Over the weekend that followed the customer contacted me to say that VeeamOne was reporting issues on all four hosts.
Alarm: ESX(i) host storage warning
Time: 14/10/2017 09:50:11
Details: Fired by event: esx.problem.visorfs.ramdisk.full
Event description: The ramdisk 'root' is full. As a result, the file /scratch/log/vpxa.log could not be written.
I used this VMware KB article to trouble shoot.
https://kb.vmware.com/selfservice/microsites/search.do?language=en_US&cmd=displayKC&externalId=2001550
I used vdf -h to see the partition utilization and could see straight away that the Root partition was indeed full.
If the root partition becomes full the host can make vMotion fail, make the host slow and unresponsive or even worse PSOD!
Next I looked in the VMKernel log.
[root@esxi1:~] tail /var/log/vmkwarning.log
2017-10-14T08:51:20.082Z cpu31:65816)WARNING: VisorFSRam: 353: Cannot extend visorfs file /scratch/log/equallogic/ehcmd.log because its ramdisk (root) is full.
VMKernel was telling me that the EqualLogic MEM log couldn't be written, given the MEM module was the last thing to be updated I suspected this was the issue.
[root@esxi1:/scratch/log/equallogic] ls -lah
total 24400
d-wxrw--wt 1 root root 512 Oct 13 10:43 .
drwxr-xr-x 1 root root 512 Oct 14 08:42 ..
-rw-rw-rw- 1 root root 23.8M Oct 14 10:06 ehcmd.log
an 'ls' showed that the log was 24MBs in size, given the root RAMdisk is only 32MBs this is a problem.
I used WinSCP to copy the file off the ESXi host for further examination. To free up some space and get us out of the immediate issue I removed the log using the command below.
rm /scratch/log/equallogic/ehcmd.log
I then used vdf -h to check the free space which was back down to a normal value.
Sadly after 24hrs the problem was back!
There are two options here, first is to limit the EqualLogic log size from the default of 50MBs to something more like 15MBs, the second option is to move the /scratch area.

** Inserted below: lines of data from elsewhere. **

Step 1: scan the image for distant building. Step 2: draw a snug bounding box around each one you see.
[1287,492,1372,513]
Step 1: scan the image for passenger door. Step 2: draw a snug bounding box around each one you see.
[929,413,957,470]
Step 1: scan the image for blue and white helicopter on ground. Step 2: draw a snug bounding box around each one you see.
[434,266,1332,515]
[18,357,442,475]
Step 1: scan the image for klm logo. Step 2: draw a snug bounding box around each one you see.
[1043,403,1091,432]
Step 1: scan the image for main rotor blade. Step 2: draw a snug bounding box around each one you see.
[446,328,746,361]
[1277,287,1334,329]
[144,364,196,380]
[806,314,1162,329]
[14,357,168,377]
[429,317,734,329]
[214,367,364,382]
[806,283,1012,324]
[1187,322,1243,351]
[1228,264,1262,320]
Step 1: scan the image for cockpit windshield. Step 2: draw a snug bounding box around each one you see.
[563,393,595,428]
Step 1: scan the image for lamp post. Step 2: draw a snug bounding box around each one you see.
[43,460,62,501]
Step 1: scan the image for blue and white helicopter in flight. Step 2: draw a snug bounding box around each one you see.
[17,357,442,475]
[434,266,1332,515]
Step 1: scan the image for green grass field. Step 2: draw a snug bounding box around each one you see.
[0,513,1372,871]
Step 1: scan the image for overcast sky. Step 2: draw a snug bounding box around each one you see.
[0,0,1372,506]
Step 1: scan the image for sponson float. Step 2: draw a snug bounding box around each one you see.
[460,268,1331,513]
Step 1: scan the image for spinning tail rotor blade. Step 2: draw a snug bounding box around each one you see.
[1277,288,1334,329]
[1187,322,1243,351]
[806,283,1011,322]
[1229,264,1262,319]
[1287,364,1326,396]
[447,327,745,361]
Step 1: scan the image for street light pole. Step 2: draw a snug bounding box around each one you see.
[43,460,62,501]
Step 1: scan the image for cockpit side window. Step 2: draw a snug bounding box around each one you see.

https://kb.vmware.com/selfservice/microsites/search.do?language=en_US&cmd=displayKC&externalId=1033696
I created a folder on VMFS6-1 called .locker-esxi1 and used a SSH session to configure the path using the commands below, note the hosts need a reboot to action the changes:
vim-cmd hostsvc/advopt/update ScratchConfig.ConfiguredScratchLocation string /vmfs/volumes/VMFS6-1/.locker-esxi1
vim-cmd hostsvc/advopt/view ScratchConfig.ConfiguredScratchLocation
Fortunately the customer has VeeamOne, otherwise I'm not sure how this problem would have been picked up as by default vCenter doesn't alert on this.